MAN E (SL 202)
(Standard-II-Eindecker)

Nur eine Randerscheinung im BVG-Fuhrpark bildeten Fahrzeuge der MAN-Bauart SL 202. Obwohl die BVG seit Übernahme der Firma Büssing durch MAN auch regelmäßig Eindecker dieses Herstellers orderte, hielten SL 202 erst sehr spät und auch nur in geringer Stückzahl Einzug in den Fuhrpark. Der Hauptgrund dürfte darin liegen, dass mit Indienststellung der zweiten Kleinserie von Standard-II-Eindeckern aus dem Hause Daimler-Benz im Jahr 1988 (Typ DB E, Wagennummern 2016 - 2045) diese schon wieder technisch veraltet war, gelangten doch im selben Jahr auch sieben Niederflurbusse aus dem Hause Neoplan in den Linieneinsatz (Wagennummern 2054 - 2060). Die Anschaffung weiterer hochfluriger Fahrzeuge in großen Stückzahlen, die eine wie früher übliche Aufteilung eines Lieferauftrages in Daimler-Benz- und MAN-Busse - und somit von SL 202 - zur Folge gehabt haben könnte, kam somit nicht zu Stande.

Trotzdem fanden im Mai 1991 mit der Nummer 2455 und im August 1992 mit den Nummern 2073 - 2075 insgesamt vier Busse der Bauart SL 202 den Weg nach Berlin, wobei alle Wagen im Rahmen eines Forschungsprojekts »Antriebskonzept 1990« des damaligen Bundesministeriums für Forschung und Technologie (BMFT) als Versuchsfahrzeuge für neue Antriebstechnologien angeschafft und dem Betriebshof Zehlendorf zugewiesen wurden.
Dabei verfügte der Wagen 2455 über einen Antrieb mit zwei VW-LT-Kleinbusmotoren, die sich in einen »Grundlastmotor« und einen »Spitzenlastmotor« teilten.

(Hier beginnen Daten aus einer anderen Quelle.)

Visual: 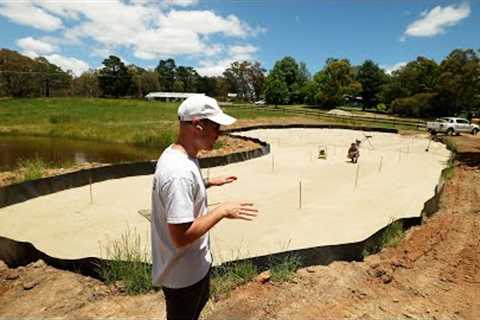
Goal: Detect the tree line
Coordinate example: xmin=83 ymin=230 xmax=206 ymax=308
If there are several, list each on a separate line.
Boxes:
xmin=0 ymin=49 xmax=480 ymax=117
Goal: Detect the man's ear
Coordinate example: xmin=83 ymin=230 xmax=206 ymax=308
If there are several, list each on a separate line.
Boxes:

Ein Zuschalten des zweiten Motors erfolgte bei diesem Bus nur bei einer hohen Lastanforderung. Lag keine Lastanforderung vor (zum Beispiel an Ampeln, Haltestellen oder abschüssiger Strecke), schaltete sich auch der Grundmotor ab, womit der Bus in den sogenannten »Segelbetrieb« überging. Von diesem Antriebskonzept versprach man sich dauerhafte Einsparungen bei den Kraftstoffkosten und eine Senkung der Schadstoff-Emissionen.
Eine weitere Besonderheit bestand in den beiden Getrieben des Busses 2455. Es handelte sich hierbei um normale Schaltgetriebe, die rechnergesteuert geschaltet wurden und daher in der Bedienung einem Automatikgetriebe gleich kamen. Während der Versuchsphase kam der Bus aufgrund des Streckenverlaufs auf der damaligen Linie 3 (später Linie 211) zum Einsatz.

Nach Abschluss des Versuchsvorhabens mit Wagen 2455 im Herbst 1993 wurde dieser zunächst stillgelegt und später in der BVG-Hauptwerkstatt zum »Fun-Mobil« umgebaut. Der Bus wurde an der Ausstiegtür mit einem Hublift für Rollstuhlfahrer versehen, erhielt ein Schiebeverdeck, Standardantriebstechnik und stand seitdem Mobilitätsgeschädigten und ihren Begleitern zur Anmietung für Ausflugsfahrten zur Verfügung. Nach der Ausmusterung bei der BVG wurde der Bus im Jahr 2010 durch die Firma Dr. Richard Herrmann erworben, die nun ihrerseits den Bus - zwar unter der neuen Zulassung B-HR 8883 aber gleicher Verwendung anbietet.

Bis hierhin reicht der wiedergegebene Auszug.